A consortium of European banks is engaging crypto exchanges and liquidity providers ahead of a planned euro-pegged stablecoin launch in 2026.

By Matthew Clarke Edited by Julia Sakovich Published: Updated:
European bank consortium is in talks with exchanges to support a euro stablecoin launch | Photo: Unsplash

A consortium of 12 European banks operating under the Qivalis initiative is reportedly in advanced discussions with crypto exchanges, market makers, and liquidity providers ahead of a planned euro-pegged stablecoin launch in the second half of 2026. The group includes major lenders such as ING, UniCredit, and BBVA, reflecting growing institutional coordination around regulated digital payment infrastructure in Europe. Shareholder banks are also expected to play a direct role in distributing the token alongside selected market partners.

The initiative was first announced in 2025 and has since expanded membership, signaling sustained institutional interest in blockchain-based settlement mechanisms. By collaborating with both European and international trading platforms, the consortium aims to ensure broad liquidity and accessibility from launch while maintaining compliance with regional regulatory standards.

Regulatory Alignment and Reserve Structure

The proposed stablecoin is designed to align with the European Union’s Markets in Crypto-Assets (MiCA) framework, with a focus on transparency and regulatory oversight. Reports indicate that reserves will be backed on a 1:1 basis, with a significant portion held in bank deposits and the remainder allocated to short-term sovereign bonds across euro-area jurisdictions to mitigate concentration risk.

This structure reflects a more conservative reserve strategy compared to some existing stablecoins and underscores the consortium’s emphasis on institutional-grade risk management. The token is also expected to support continuous redemption, positioning it as a payments-focused instrument rather than a speculative asset.

Competitive Context in Global Stablecoin Markets

The move comes as European financial institutions seek to reduce reliance on US dollar-denominated stablecoins that dominate global crypto liquidity. A regulated euro stablecoin could support real-time cross-border business payments, trade settlement, and on-chain financial services within the eurozone and beyond.
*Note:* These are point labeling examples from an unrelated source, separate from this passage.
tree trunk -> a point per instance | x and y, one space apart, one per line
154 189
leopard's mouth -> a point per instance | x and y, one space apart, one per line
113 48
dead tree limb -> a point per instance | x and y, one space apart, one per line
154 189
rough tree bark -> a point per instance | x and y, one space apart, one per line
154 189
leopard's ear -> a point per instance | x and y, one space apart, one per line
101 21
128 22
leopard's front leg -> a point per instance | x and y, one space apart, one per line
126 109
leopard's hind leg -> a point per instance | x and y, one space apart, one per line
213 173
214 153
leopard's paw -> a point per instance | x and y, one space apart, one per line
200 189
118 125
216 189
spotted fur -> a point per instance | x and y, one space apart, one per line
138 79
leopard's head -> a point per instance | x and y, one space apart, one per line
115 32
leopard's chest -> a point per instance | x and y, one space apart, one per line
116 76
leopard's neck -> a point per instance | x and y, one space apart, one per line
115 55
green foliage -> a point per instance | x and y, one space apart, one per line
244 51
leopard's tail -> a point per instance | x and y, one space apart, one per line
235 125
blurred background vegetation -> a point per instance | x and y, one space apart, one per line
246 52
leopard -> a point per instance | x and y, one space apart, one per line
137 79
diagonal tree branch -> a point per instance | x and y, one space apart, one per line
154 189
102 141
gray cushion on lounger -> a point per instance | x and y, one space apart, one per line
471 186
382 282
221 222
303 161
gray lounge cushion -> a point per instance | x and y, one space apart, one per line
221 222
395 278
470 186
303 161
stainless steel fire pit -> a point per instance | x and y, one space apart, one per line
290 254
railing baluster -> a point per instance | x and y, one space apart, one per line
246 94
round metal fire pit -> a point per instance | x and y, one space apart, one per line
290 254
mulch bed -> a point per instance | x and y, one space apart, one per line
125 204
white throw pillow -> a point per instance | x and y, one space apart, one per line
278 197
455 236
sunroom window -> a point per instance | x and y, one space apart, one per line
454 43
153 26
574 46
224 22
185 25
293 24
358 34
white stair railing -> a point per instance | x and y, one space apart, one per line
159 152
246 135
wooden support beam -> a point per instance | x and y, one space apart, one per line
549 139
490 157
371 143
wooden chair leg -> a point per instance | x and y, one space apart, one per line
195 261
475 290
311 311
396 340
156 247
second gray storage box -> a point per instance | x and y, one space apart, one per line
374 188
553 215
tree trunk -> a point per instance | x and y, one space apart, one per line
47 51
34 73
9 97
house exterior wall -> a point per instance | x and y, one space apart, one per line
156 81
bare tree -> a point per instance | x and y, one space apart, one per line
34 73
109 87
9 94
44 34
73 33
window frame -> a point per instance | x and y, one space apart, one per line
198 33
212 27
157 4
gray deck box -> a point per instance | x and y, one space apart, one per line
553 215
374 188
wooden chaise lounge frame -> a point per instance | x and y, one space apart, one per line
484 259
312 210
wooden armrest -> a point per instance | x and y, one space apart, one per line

Competition in the stablecoin sector is intensifying as banks, fintech firms, and crypto-native issuers race to capture market share in digital settlement infrastructure. For traditional lenders, entering the stablecoin market represents both a defensive and strategic response to the growing role of tokenized money in global finance, particularly as regulatory clarity in Europe accelerates institutional adoption.